Kue kolombeng merupakan makanan khas Yogyakarta. Kue kolombeng sudah ada sejak zaman dulu, sejak zaman kolonial. Kue ini berbentuk segi empat, berwarna coklat polos dan menggembung di bagian tengah seperti bantal kecil. Rasanya manis, legit, dan terasa empuk saat digigit. Tetapi kue ini garing dan beremah, jika tidak hati-hati dimakan, butiran tepung akan jatuh atau tersangkut di ujung-ujung bibir. Pada zaman dulu, kue kolombeng adalah makanan agung bagi rakyat jelata. Kue ini hanya tersaji di acara khusus, semisal kenduri atau pernikahan. Kue ini juga kerap disandingkan dengan kue apem sebagai hantaran sesaji pada tradisi nyadran di bulan ruwah menurut kalender Jawa.
Di Yogyakarta, kue kolombeng dulu hanya dijual oleh pedagang bakul tenongan dengan cap PA, atau Paku Alaman di luar pasar Beringharjo. Kelurahan Paku Alaman memang sempat terkenal sebagai sentra penghasil kue kolombeng mulai 1950 sampai sekitar akhir era 1990-an. Kini, tidak ada lagi pembuat kolombeng di Paku Alaman. Salah seorang pembuat Kolombeng yang masih bertahan adalah Cipto Diyono yang memilih menetao si Dusun Diran, Desa Sidorejo, Lendah, Kulonprogo. Sejak tahun 2000-sekarang, ia aktif memproduksi kue dan memasarkannya ke Bantul, Yogyakarta dan Kulonprogo.
Kue kolombeng yang telah matang sempurna akan bertahan sampai satu minggu. Karena itu, zaman dulu kolombeng kerap dijadikan bekal perjalanan bagi warga yang akan pergi jauh karena awet dan tidak mudah basi. Pembuatan kue kolombeng yang tidak mudah ini memiliki makna sebagai proses kehidupan. Untuk meraih tujuan yangmulia, manusia harus tekun berusaha. Namun, saat sudah mencapai tujuan itu, manusia harus tetap sederhana. Sesederhana kue kolombeng yang apa adanya dan tidak berlebih-lebihan.
Nama kolombeng sendiri masih menjadi misteri.

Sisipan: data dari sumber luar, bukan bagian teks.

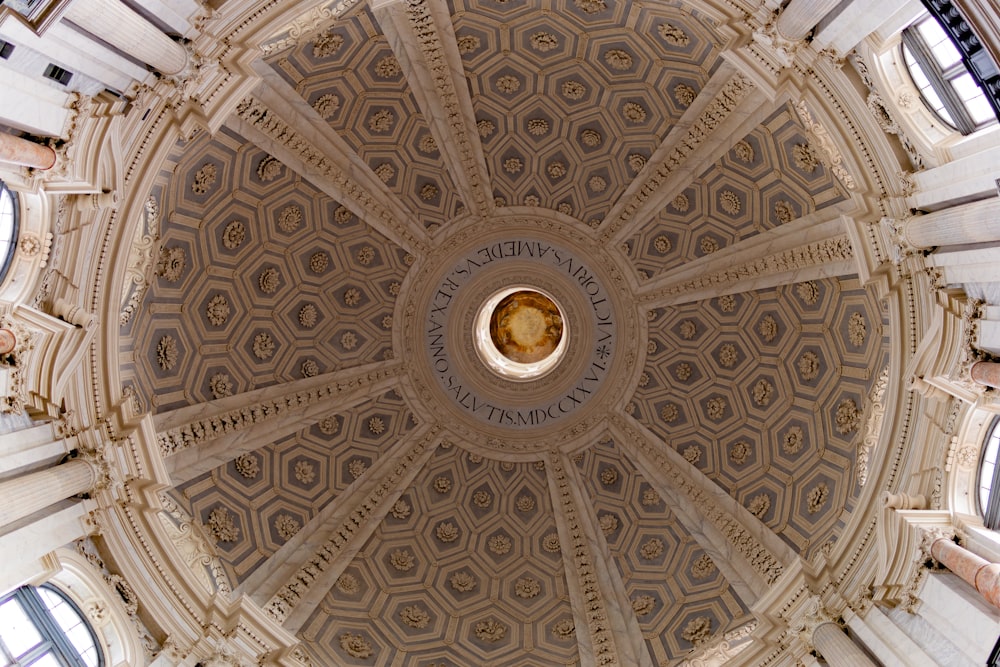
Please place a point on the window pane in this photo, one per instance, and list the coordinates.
(47, 660)
(975, 101)
(989, 463)
(17, 630)
(73, 625)
(942, 49)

Sejauh ini, tidak ada yang tahu pasti apa arti sesungguhnya dari nama ini. apalagi penyebutan tiap daerah yang berbeda, ada yang menyebut kolomben, klemben tetapi semua merujuk ke jenis kue yang sama. Pak cipto menduga kolomben berasal dari bahasa jawa “ kolo mbiyen” yag berarti masa lalu. Mengingatkan kita pada masa lalu, waktu makanan enak masih jarang dijumpai. Sekarang, kue kolombeng telah tenggelam oleh ketenaran panganan modern lain. Meski sudah hampir punah, tetapi kue kolombeng harus tetap ada, meskipun hanya sebagai pelengkap uba rampe atau perlengkapan sesaji di upacara-upacara adat tradisional. Bentuk dan rasa yang relatif sederhana serta fungsinya yang kebanyakan digunakan dalam upacara tradisi kematian menyebabkan kue ini kurang mendapat peminat. Bahkan di beberapa tempat kadang kue ini disebut kue kijing (jirat penanda makam) karena bentuknya mirip jirat pada makam.